The analyst sees near-term headwinds for Tesla as Giga Shanghai, which is ~40-50% of Tesla's capacity, continues to operate in a limited mode. However, this could set the stage for a “strong production rebound” in the second half of the year, says Rakesh.
“We believe TSLA has potentially ~1.4M of its 1.5M C22E target units that could be produced at just Fremont and primarily Shanghai as the major hub. But with Shanghai residents/logistics still mostly in lockdown, we believe Giga-Shanghai reopening will likely be slower than expected, with headwinds in intra- and inter-city logistics a nearterm JunQ drag. We believe monthly April deliveries were ~40k, down ~22% from Jan's ~51k, therefore the JunQ top line could be down q/q.
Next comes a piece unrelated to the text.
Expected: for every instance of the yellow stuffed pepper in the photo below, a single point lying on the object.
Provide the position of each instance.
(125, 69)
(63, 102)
That said, we believe a potentially stronger SepQ/DecQ rebound is possible with improved supply chains and Berlin ramping,” Rakesh wrote in a client note.
The analyst also shared some insights from the talks with Martin Viecha, VP of IR Tesla.
Cobalt-free iron-phosphate (LFP) batteries are now ~50% used in TSLA models with the new 50% low-cost 4680 “could drive BETTER profitability.” Moreover, Rakesh also believes that Giga Berlin is “starting new Model Y shipments at modest levels.”
On FSD, the analyst sees the installed base of around 3 billion miles imaging database and roughly 2.7 million Tesla EV units as tailwinds to AI training.